You can use pull parsing, where XML elements are viewed as a sequence of events (open tag a
, open tag i
, text, close tag i
, ...).
This avoids storing the entire file in memory.
I have used it on XML files of several hundreds of MB without any major problem. (Of course, as Rex points out in a comment, if the elements you want to recover are themselves huge, there is no obvious way around it.)
The pull parser is not as convenient as the "regular" one (or Anti-XML) because it does not give you a tree. Instead, you have to manage state to track where you are in the document.

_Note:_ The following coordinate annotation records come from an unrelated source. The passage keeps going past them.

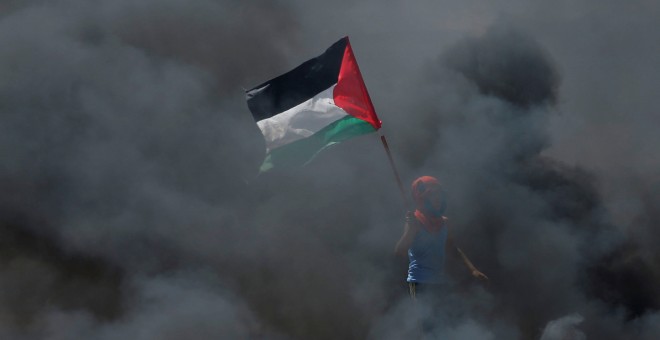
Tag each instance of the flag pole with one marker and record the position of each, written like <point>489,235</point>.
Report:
<point>396,173</point>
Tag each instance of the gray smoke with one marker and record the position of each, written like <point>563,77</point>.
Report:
<point>130,206</point>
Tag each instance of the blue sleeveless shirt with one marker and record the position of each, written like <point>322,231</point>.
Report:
<point>426,257</point>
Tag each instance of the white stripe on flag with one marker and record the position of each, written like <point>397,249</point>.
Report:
<point>302,120</point>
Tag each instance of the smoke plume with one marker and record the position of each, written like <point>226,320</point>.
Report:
<point>130,205</point>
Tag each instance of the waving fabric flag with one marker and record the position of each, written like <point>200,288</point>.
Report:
<point>318,104</point>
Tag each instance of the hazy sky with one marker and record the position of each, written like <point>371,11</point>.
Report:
<point>130,208</point>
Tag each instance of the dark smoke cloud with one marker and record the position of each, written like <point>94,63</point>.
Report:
<point>130,208</point>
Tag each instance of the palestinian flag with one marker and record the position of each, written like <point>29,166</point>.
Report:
<point>312,107</point>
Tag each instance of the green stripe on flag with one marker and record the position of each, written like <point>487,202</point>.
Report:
<point>303,151</point>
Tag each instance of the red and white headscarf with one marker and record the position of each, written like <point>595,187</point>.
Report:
<point>421,187</point>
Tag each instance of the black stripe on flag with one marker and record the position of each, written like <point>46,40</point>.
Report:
<point>298,85</point>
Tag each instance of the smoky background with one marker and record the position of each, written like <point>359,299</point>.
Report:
<point>130,205</point>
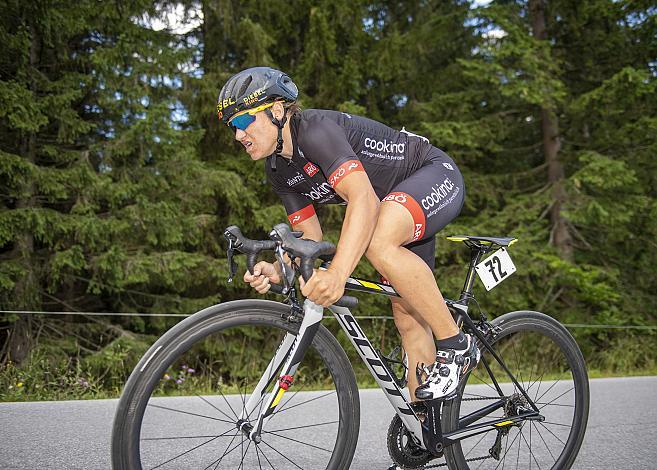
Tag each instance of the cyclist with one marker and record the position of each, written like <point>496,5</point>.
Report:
<point>399,190</point>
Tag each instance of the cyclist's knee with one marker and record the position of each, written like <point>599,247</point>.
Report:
<point>411,326</point>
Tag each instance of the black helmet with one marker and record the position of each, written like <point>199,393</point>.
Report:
<point>253,87</point>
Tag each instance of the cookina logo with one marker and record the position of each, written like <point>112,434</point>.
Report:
<point>310,169</point>
<point>298,178</point>
<point>319,192</point>
<point>339,173</point>
<point>437,194</point>
<point>385,146</point>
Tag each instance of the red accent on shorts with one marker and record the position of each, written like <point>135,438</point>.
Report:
<point>310,169</point>
<point>343,170</point>
<point>301,215</point>
<point>414,208</point>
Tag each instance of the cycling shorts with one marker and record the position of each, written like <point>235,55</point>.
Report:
<point>434,196</point>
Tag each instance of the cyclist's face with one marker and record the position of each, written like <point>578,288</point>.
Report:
<point>259,138</point>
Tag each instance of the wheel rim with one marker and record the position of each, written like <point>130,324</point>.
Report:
<point>214,378</point>
<point>545,371</point>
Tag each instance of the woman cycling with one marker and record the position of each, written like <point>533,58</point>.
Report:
<point>399,190</point>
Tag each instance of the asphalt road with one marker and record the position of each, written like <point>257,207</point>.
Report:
<point>622,430</point>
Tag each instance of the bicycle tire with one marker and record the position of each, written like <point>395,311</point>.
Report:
<point>551,334</point>
<point>127,427</point>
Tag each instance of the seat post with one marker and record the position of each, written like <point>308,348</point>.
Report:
<point>476,252</point>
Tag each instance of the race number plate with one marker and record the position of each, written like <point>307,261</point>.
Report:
<point>495,268</point>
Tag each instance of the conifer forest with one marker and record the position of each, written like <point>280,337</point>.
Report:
<point>117,179</point>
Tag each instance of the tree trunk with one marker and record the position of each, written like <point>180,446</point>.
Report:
<point>560,236</point>
<point>26,291</point>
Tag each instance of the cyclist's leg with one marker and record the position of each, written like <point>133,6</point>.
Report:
<point>415,210</point>
<point>416,338</point>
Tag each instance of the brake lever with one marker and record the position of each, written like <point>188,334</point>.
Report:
<point>231,261</point>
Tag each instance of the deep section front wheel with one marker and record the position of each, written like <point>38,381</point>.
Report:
<point>181,405</point>
<point>548,364</point>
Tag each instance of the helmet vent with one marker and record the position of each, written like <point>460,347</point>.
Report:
<point>245,85</point>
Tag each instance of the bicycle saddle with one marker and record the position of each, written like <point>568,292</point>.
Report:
<point>501,241</point>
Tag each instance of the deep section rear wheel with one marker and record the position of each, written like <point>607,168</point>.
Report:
<point>547,362</point>
<point>180,405</point>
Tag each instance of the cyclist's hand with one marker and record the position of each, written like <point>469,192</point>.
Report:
<point>264,274</point>
<point>324,288</point>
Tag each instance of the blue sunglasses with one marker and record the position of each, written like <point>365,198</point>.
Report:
<point>245,119</point>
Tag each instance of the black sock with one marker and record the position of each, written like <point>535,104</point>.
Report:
<point>453,342</point>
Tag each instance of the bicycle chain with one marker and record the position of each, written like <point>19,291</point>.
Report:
<point>475,459</point>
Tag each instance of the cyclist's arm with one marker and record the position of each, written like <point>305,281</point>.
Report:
<point>311,229</point>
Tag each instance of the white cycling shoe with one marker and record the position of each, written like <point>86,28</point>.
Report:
<point>441,379</point>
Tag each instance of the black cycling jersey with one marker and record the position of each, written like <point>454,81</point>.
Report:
<point>328,145</point>
<point>401,166</point>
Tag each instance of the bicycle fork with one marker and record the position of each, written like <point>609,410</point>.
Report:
<point>290,353</point>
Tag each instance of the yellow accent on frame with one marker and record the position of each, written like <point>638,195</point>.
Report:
<point>503,423</point>
<point>371,285</point>
<point>279,395</point>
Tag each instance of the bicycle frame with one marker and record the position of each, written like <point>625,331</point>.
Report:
<point>427,434</point>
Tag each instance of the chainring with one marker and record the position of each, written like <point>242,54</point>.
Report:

Here is a self contained example that shows how to extract all internal links on the Wikipedia page for Scala:
import scala.xml.Text
import scala.xml.pull._
import scala.io.Source
val src = Source.fromURL("http://en.wikipedia.org/wiki/Scala_(programming_language)")
val reader = new XMLEventReader(src)
val Internal = """/wiki/([\w_]*)""".r
var inLink = false
var linksTo = ""
for(event <- reader) {
event match {
case EvElemStart(_, "a", meta, _) => meta("href") match {
case Text(Internal(href)) =>
linksTo = href
inLink = true
case _ =>
}
case EvText(txt) if inLink => println(txt + " --> " + linksTo)
case EvElemEnd(_, "a") => inLink = false
case _ => ;
}
}